Faced with a severe shortage of linguists, federal agencies are turning to computers for help.

Imagine a world where language is not a barrier. Coast Guard officials could board foreign vessels entering U.S. waters and easily establish the crews' intent; U.S. troops in Iraq would detain far fewer (and far more valuable) people suspected of aiding the insurgency there; FBI case officers immediately could be alerted to the plans of suspected terrorists.

Such a world still is well in the future, but advances in computational linguistics-a field of study that melds computer science and language-are giving federal officials reason to be optimistic.

From his office in Northern Virginia, Joseph Olive, a program manager at the Defense Advanced Research Projects Agency, demonstrates a computer program by BBN Technologies in Cambridge, Mass., that translates live broadcasts from the Middle East and China into English. The BBN Broadcast Monitoring System creates a continuous searchable archive of international TV broadcasts, transcribes the speech into text and then uses a tool called Language Weaver to translate the Arabic and Chinese text into English. There is about a five-minute lag between the broadcast and the English translation, which appears as text on his computer screen. The translation is not perfect-odd syntax garbles the meaning at times-but it is certainly impressive.

"Ten years ago, nobody would have imagined this," says Olive. In a nutshell, computer programs model language use, based on detailed analysis of the sounds of a given language.

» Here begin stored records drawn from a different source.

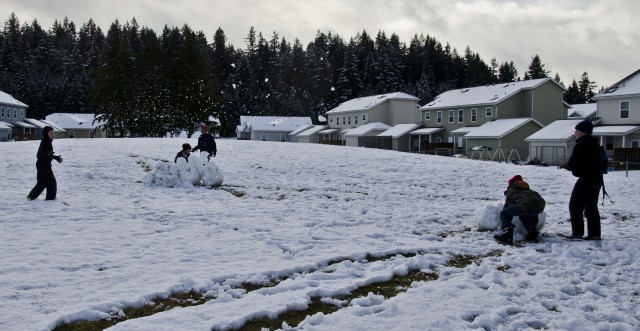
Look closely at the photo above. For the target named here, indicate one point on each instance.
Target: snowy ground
(110, 241)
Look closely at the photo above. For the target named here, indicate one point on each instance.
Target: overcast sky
(601, 37)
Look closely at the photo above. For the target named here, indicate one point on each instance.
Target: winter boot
(506, 236)
(532, 235)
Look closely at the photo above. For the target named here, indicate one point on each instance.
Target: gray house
(12, 124)
(269, 128)
(505, 138)
(554, 144)
(618, 114)
(459, 111)
(388, 109)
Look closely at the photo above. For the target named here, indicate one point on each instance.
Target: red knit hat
(516, 178)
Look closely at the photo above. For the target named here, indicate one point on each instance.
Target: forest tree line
(141, 83)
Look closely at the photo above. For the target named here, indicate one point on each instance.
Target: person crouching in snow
(523, 202)
(185, 152)
(206, 143)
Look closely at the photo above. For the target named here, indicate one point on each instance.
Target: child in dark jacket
(523, 202)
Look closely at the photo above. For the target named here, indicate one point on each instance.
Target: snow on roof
(558, 130)
(464, 129)
(629, 85)
(366, 103)
(364, 129)
(8, 99)
(72, 121)
(583, 110)
(425, 131)
(328, 131)
(499, 128)
(275, 120)
(311, 131)
(615, 130)
(398, 130)
(5, 126)
(300, 129)
(483, 95)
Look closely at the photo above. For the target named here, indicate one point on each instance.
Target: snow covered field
(109, 241)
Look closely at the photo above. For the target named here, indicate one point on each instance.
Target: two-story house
(360, 121)
(618, 114)
(12, 115)
(461, 114)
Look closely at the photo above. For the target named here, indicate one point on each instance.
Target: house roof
(311, 131)
(425, 131)
(300, 129)
(71, 121)
(500, 128)
(366, 103)
(366, 128)
(558, 130)
(42, 124)
(583, 110)
(615, 130)
(628, 86)
(8, 99)
(398, 130)
(484, 95)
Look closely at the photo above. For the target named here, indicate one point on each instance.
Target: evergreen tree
(536, 69)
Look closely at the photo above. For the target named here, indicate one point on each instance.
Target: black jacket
(45, 152)
(585, 159)
(206, 143)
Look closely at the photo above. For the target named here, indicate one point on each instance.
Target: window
(624, 109)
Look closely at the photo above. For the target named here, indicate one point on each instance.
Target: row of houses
(510, 121)
(15, 125)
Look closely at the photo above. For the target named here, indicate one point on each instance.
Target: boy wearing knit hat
(523, 202)
(584, 163)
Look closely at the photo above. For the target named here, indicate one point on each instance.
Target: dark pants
(584, 201)
(47, 180)
(529, 219)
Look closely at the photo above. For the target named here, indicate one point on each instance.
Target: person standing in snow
(523, 202)
(185, 153)
(584, 163)
(45, 177)
(206, 143)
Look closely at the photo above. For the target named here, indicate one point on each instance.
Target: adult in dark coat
(45, 177)
(206, 142)
(584, 163)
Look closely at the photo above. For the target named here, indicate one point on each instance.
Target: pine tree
(536, 69)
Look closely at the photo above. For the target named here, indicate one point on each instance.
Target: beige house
(459, 111)
(618, 114)
(379, 111)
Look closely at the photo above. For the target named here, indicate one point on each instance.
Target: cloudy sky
(601, 37)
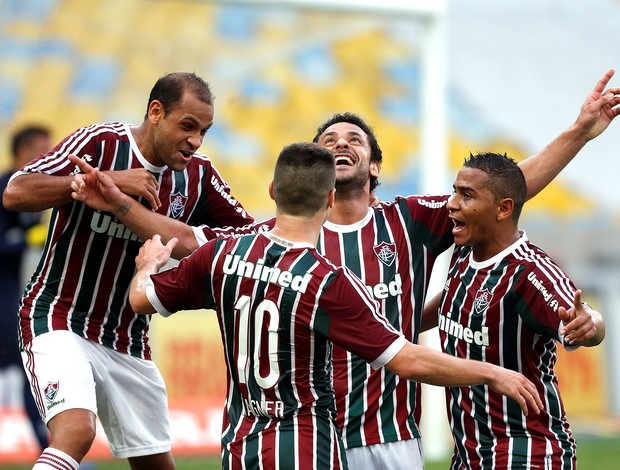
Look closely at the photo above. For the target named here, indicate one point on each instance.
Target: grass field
(593, 454)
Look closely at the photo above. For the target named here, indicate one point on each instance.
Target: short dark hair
(169, 89)
(376, 155)
(26, 135)
(504, 178)
(304, 175)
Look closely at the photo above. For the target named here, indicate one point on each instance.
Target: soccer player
(280, 304)
(85, 351)
(26, 143)
(392, 248)
(506, 302)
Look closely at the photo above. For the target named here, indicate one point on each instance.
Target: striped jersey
(504, 311)
(81, 283)
(279, 306)
(392, 250)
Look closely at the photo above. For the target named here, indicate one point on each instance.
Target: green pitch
(592, 454)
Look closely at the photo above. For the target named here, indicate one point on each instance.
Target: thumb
(564, 315)
(172, 243)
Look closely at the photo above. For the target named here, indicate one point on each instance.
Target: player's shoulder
(201, 159)
(422, 201)
(105, 129)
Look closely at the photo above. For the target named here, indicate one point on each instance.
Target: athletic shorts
(128, 394)
(400, 455)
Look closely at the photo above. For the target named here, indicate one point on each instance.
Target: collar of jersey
(349, 227)
(500, 256)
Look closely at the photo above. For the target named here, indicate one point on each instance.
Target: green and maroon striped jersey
(81, 283)
(393, 251)
(280, 306)
(504, 311)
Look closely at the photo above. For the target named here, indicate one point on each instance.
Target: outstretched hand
(94, 188)
(582, 325)
(599, 108)
(518, 387)
(154, 254)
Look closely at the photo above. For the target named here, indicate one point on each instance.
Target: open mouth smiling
(458, 226)
(343, 160)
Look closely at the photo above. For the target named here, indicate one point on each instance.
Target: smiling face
(179, 132)
(351, 150)
(479, 220)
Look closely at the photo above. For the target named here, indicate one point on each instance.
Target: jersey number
(266, 307)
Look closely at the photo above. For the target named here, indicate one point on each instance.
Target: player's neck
(298, 229)
(141, 136)
(349, 211)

It is a probabilistic process-certain sounds are more likely to form certain combinations in words; certain words are more likely to follow others in sentences.

"Once you have the text in the foreign language, now you again begin a probabilistic process because every word in the foreign language may be translated into a whole bunch of English words. The question is, which is the right one," Olive says.

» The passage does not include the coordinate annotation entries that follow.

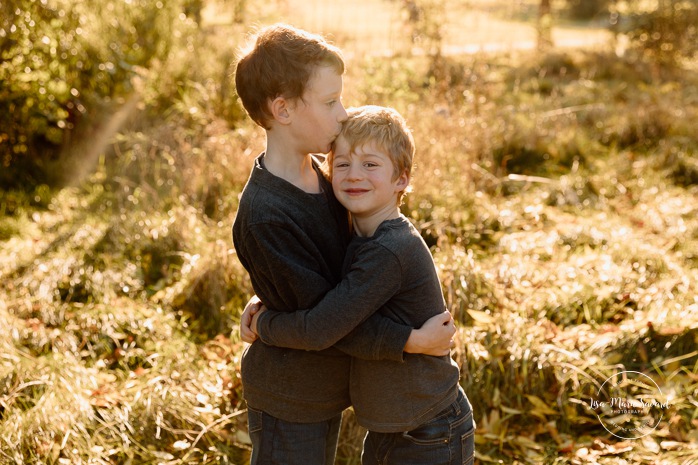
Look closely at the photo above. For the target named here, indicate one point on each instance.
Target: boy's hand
(255, 317)
(434, 337)
(252, 307)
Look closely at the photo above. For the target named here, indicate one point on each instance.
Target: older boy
(415, 411)
(290, 233)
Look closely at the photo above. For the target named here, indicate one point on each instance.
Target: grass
(557, 194)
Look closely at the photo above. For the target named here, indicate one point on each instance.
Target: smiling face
(365, 182)
(319, 113)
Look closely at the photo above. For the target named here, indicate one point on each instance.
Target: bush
(665, 35)
(63, 63)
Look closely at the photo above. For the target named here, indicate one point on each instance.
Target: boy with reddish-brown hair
(291, 234)
(415, 411)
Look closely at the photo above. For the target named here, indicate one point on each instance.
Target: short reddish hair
(281, 62)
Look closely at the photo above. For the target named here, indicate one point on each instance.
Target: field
(558, 192)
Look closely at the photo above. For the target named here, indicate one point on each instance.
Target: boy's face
(364, 180)
(319, 114)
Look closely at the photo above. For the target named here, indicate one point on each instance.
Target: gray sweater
(392, 271)
(292, 244)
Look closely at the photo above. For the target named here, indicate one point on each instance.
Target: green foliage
(666, 34)
(62, 62)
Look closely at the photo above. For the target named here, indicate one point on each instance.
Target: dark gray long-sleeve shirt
(292, 244)
(393, 270)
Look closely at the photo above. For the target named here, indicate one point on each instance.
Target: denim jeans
(447, 439)
(279, 442)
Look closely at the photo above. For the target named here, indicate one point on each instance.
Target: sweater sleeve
(373, 278)
(293, 276)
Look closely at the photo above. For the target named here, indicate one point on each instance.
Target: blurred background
(555, 185)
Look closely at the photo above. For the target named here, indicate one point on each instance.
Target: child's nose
(342, 117)
(354, 172)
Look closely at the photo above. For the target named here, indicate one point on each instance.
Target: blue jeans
(447, 439)
(279, 442)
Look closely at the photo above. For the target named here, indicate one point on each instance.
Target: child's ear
(402, 181)
(280, 110)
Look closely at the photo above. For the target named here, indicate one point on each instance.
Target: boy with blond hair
(415, 410)
(291, 234)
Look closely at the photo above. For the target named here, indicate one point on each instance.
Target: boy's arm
(378, 338)
(372, 280)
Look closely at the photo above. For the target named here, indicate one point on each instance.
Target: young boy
(415, 411)
(290, 234)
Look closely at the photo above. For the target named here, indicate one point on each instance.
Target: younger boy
(290, 234)
(415, 411)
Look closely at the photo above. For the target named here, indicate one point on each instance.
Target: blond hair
(386, 128)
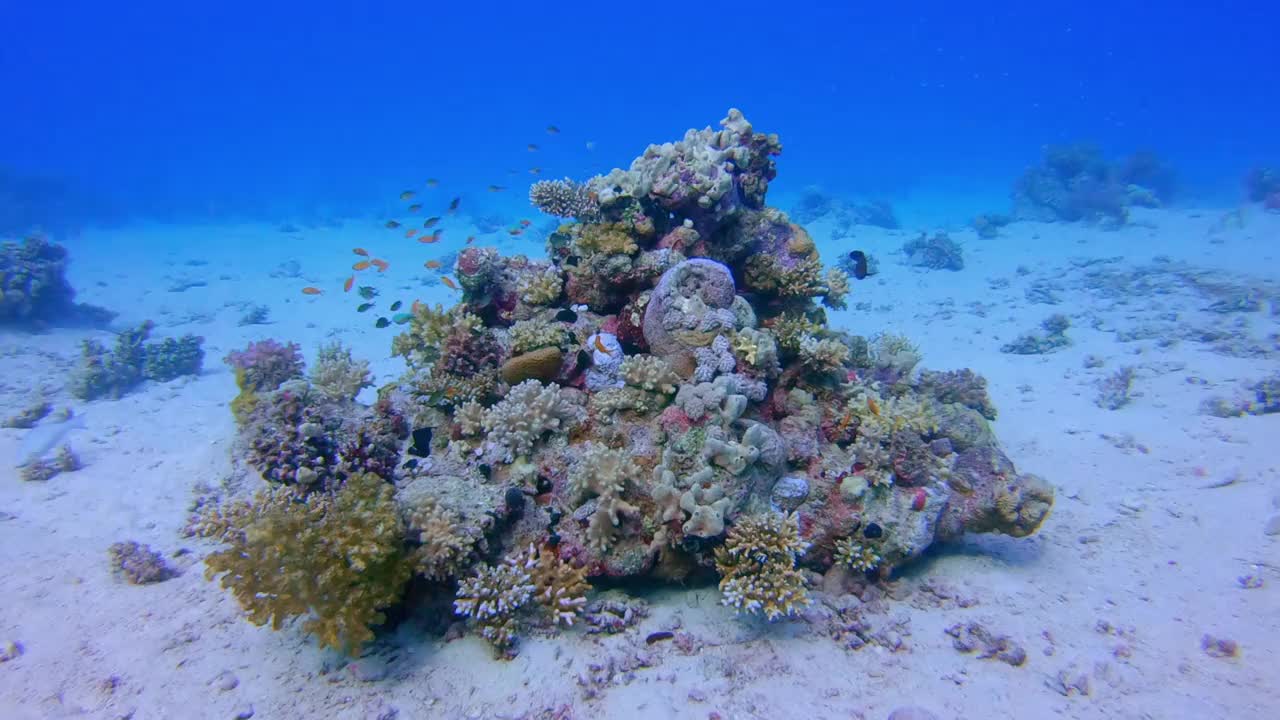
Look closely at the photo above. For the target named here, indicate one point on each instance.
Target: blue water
(279, 110)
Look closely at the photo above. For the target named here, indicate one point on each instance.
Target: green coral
(337, 559)
(757, 565)
(607, 238)
(531, 335)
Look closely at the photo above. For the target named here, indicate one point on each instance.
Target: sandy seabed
(1157, 540)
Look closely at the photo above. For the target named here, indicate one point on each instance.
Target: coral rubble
(661, 397)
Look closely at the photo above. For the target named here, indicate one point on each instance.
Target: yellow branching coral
(287, 554)
(560, 587)
(757, 565)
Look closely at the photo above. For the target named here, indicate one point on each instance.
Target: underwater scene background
(663, 360)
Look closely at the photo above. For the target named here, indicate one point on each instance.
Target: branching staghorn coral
(856, 556)
(757, 565)
(530, 411)
(565, 199)
(337, 376)
(337, 559)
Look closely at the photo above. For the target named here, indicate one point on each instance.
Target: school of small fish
(368, 294)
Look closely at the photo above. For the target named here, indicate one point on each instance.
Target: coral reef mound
(659, 397)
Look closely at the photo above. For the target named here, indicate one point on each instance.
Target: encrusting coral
(661, 395)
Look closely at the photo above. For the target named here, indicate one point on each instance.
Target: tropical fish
(859, 261)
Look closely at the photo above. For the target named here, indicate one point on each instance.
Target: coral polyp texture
(661, 397)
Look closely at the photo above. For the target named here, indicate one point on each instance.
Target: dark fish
(421, 445)
(859, 260)
(659, 636)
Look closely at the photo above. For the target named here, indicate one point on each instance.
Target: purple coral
(265, 365)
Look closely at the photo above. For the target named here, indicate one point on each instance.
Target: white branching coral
(337, 374)
(492, 597)
(563, 199)
(856, 556)
(757, 565)
(529, 411)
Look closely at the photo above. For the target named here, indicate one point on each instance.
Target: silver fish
(44, 437)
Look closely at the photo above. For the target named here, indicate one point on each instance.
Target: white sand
(1137, 563)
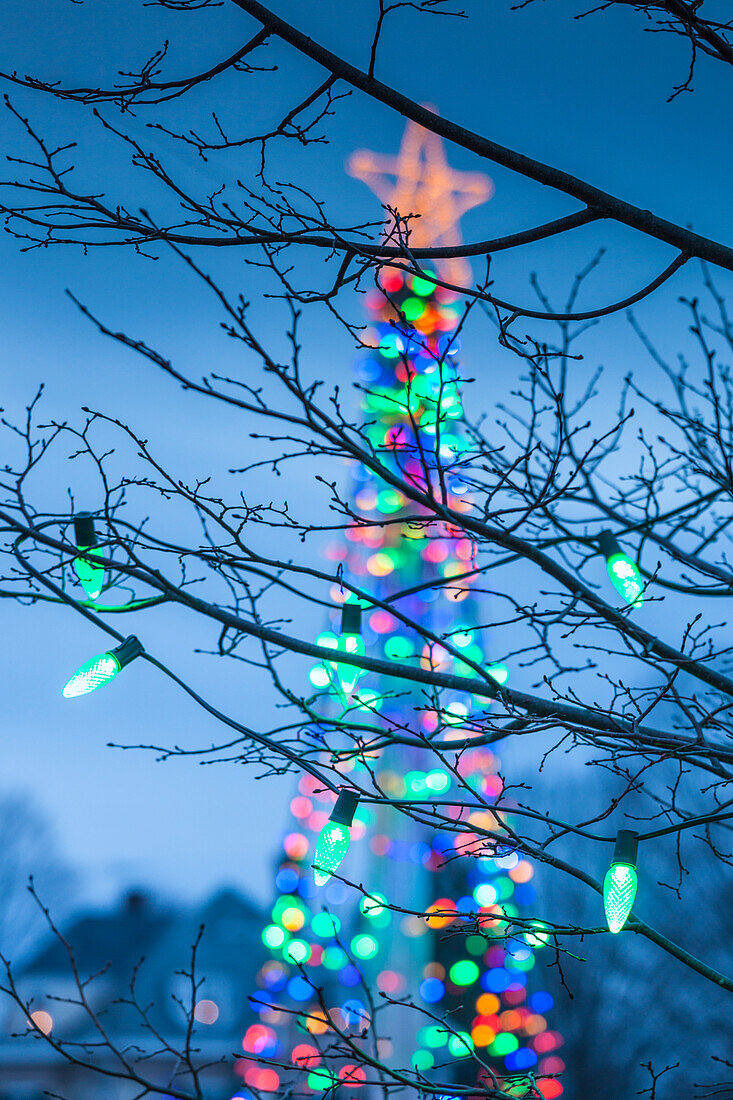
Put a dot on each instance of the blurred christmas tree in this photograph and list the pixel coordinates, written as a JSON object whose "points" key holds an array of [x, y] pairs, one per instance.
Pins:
{"points": [[471, 992]]}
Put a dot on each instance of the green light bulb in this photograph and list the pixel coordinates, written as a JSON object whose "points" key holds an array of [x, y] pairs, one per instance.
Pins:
{"points": [[102, 668], [349, 674], [332, 845], [345, 678], [95, 672], [622, 570], [625, 579], [619, 893], [621, 879], [335, 837], [90, 574]]}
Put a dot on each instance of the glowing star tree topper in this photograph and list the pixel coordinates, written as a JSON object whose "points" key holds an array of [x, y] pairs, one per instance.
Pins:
{"points": [[623, 570], [335, 837], [99, 670], [620, 882], [90, 573]]}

"There is no perfect Star Trek translator," says Larry Goodell, the Defense executive overseeing the advanced concepts and technology demonstration program evaluating language and speech exploitation resources, known as the LASER ACTD. The program, which involves the FBI, Homeland Security Department and other agencies, is designed to evaluate dozens of technologies and quickly move those with potential into the field.

According to Goodell, one of the most promising technologies to come out of the LASER ACTD thus far is the document exploitation suite, or DOCEX Suite. The Army has been using DOCEX Suite in Iraq, along with a tool called Harmony DOCEX, to scan written material collected in the field, electronically translate it where possible and then create a searchable library of those documents.

The translation quality ranges from useless to very useful, depending on the quality of the text (handwritten documents remain nearly impossible to scan and translate). But the tools have been immeasurably helpful in conducting triage-determining which documents need to be translated immediately by a skilled linguist and which can wait-and then managing the workflow for linguists who might be working from various locations around the world.

"Even if you can only translate 5 percent of the words, you can still get value out of that," says David Place, deputy director of the technology applications directorate at the Army's Intelligence and Security Command, headquartered at Fort Belvoir, Va. "That's 5 percent you didn't have before. This is an incremental process."